Updated

Filipinos voted for president Monday in a contest that pits an incumbent who strongly backs the U.S. war on terror against an action movie star, but the run up to the contest was marred by attacks that killed nine people.

The final pre-election polls showed President Gloria Macapagal Arroyo (search) pulling ahead of actor Fernando Poe Jr. (search), but the surveys also indicated as many as one-quarter of the nation's 43 million voters were undecided.

Gun and grenade attacks killed nine people before the polls opened, authorities said, and there were reports of abductions, a fire and election law violations. No major incidents were reported during the first hours of voting, although some people complained they were turned away because their names were not on voter lists.

"I'll just go home. My vote was wasted," said an exasperated housewife, 53-year-old Elsa Quibuyen, who gave up without voting.

Filipinos also cast ballots for vice president, Senate and House members and local officials.

With ballots counted by hand, officials said it could take a month before final results are announced. One pollster planned to release results of an exit poll Tuesday.

"Our future as a free country rests on this election," Arroyo told reporters, showing off an index finger stained with indelible ink, a procedure to prevent double voting in a nation with a history of electoral fraud. "An election equalizes power.
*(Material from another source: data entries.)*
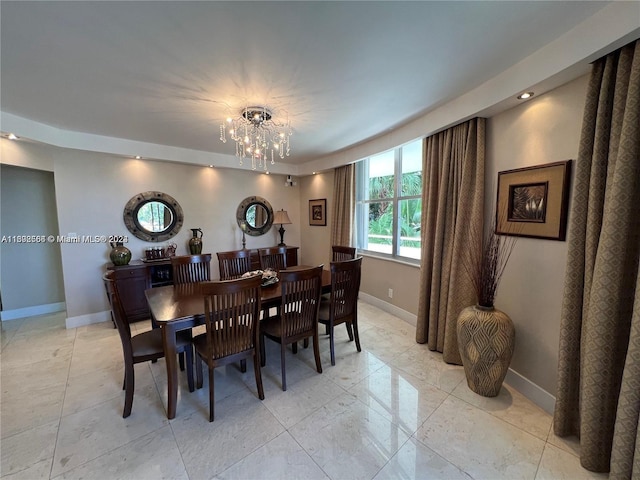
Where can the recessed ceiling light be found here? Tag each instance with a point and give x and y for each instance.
(525, 95)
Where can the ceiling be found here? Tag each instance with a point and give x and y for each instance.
(167, 73)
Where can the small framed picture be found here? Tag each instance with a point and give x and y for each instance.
(318, 212)
(532, 201)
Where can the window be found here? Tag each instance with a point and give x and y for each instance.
(389, 202)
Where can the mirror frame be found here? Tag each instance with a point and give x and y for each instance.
(241, 215)
(132, 207)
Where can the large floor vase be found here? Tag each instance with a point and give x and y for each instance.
(485, 338)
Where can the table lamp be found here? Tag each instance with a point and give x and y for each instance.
(282, 218)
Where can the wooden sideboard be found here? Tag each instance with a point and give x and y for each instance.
(136, 277)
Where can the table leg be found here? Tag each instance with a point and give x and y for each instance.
(169, 342)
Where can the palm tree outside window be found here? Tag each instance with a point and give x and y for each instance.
(389, 203)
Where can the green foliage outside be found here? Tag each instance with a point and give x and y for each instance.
(381, 213)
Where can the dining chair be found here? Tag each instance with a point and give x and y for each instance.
(297, 318)
(143, 347)
(232, 316)
(342, 306)
(191, 268)
(274, 258)
(341, 253)
(234, 263)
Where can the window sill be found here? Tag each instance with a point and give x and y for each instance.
(401, 261)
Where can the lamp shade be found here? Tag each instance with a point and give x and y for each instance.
(281, 217)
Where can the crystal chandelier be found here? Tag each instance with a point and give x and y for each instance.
(257, 136)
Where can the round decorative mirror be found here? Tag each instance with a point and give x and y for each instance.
(153, 216)
(254, 216)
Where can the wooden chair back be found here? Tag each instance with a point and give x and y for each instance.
(233, 264)
(232, 317)
(120, 320)
(342, 306)
(274, 258)
(301, 290)
(191, 268)
(341, 253)
(232, 314)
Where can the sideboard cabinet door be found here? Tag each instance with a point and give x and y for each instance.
(131, 282)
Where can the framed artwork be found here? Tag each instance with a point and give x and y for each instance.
(318, 212)
(533, 201)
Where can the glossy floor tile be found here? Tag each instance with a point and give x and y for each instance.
(393, 411)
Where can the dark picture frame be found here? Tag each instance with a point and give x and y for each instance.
(533, 201)
(318, 212)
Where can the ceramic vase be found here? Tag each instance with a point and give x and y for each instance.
(486, 338)
(120, 255)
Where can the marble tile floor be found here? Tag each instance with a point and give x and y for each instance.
(393, 411)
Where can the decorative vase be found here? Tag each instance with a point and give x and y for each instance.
(486, 337)
(120, 255)
(195, 242)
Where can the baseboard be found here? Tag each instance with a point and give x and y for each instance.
(388, 307)
(533, 392)
(82, 320)
(32, 311)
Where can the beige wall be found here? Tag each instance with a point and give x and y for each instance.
(543, 130)
(315, 239)
(30, 272)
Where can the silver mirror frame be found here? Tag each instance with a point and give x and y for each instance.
(241, 216)
(132, 207)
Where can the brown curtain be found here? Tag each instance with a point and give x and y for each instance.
(343, 205)
(452, 208)
(598, 397)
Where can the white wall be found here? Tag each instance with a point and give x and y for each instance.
(543, 130)
(92, 190)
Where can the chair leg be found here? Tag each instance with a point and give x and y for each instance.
(316, 351)
(282, 366)
(199, 379)
(258, 372)
(129, 381)
(211, 396)
(356, 333)
(349, 331)
(263, 353)
(332, 347)
(189, 356)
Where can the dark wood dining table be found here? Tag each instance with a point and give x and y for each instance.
(180, 307)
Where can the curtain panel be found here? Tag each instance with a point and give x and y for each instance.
(452, 209)
(343, 205)
(598, 394)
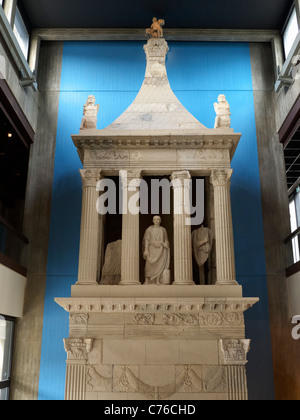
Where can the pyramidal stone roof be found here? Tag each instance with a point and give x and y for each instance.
(156, 107)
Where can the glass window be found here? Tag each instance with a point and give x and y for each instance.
(21, 33)
(6, 344)
(290, 32)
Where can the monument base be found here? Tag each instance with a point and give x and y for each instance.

Let us guard our future."

Poe voted earlier amid a swarm of journalists. "It's now up to the people to make their choices," he said.

Arroyo's administration and Poe's camp have accused each other of plots to steal the election, either by cheating or violence.

About 230,000 troops and police took up positions before the polls opened Monday, which was a national holiday. Last month, police said they broke up a terror cell, foiling what authorities described as plans to carry out bombings in the capital.

Arroyo curtailed the last week of her campaign schedule, citing a possible assassination plot.

Poe's friend and colleague, former President Joseph Estrada (search), is on trial for corruption after being forced from office by mass protests in January 2001. Estrada was replaced halfway through his term by Arroyo, his vice president and political foe. He voted in a white tent put up near his detention house in an army camp.

Daughter of a former president, Arroyo is backed by the financial community, two influential Christian groups and considerable political machinery.

She is one of Washington's biggest backers in the war on terrorism, and has weathered two reported coup attempts, with rumors of many more, while simultaneously dealing with terror attacks.

Poe, a five-time winner in the local Oscars, is a high school dropout popular among the poor for his portrayals of a fast-punching, straight-shooting underdog hero.

Also up for grabs are 12 of the 24 Senate seats and all seats in the House of Representatives, and some 17,000 other posts all the way down to the neighborhood level.

The presidential election is the third since mass protests in 1986 forced dictator Ferdinand Marcos to flee into exile in Hawaii, where he later died. The "people power" revolution gave encouragement to other pro-democracy movements around the world.

On Sunday, unidentified men hurled a grenade in front of the campaign headquarters of a mayoral candidate, killing two people and wounding another in suburban Caloocan in metropolitan Manila, said police director Marcelino Franco.

Three shooting incidents in the south killed seven supporters of mayoral candidates, and a military spokesman warned violence could escalate.

Election officials also reported an explosion that set off a fire that gutted portions of a building and destroyed election documents in the central town of Taft in Eastern Samar province.

Elections director Ferdinand Rafanan said tens of thousands of election campaign documents loaded in two vans were confiscated by police in the region. Police were also checking reports of vote-buying in one area, he said.

A national police spokesman, Chief Supt. Joel Goltiao, said authorities were checking two reports of abductions, including a supporter of a mayoral candidate in Rodriguez town in Rizal, east of Manila.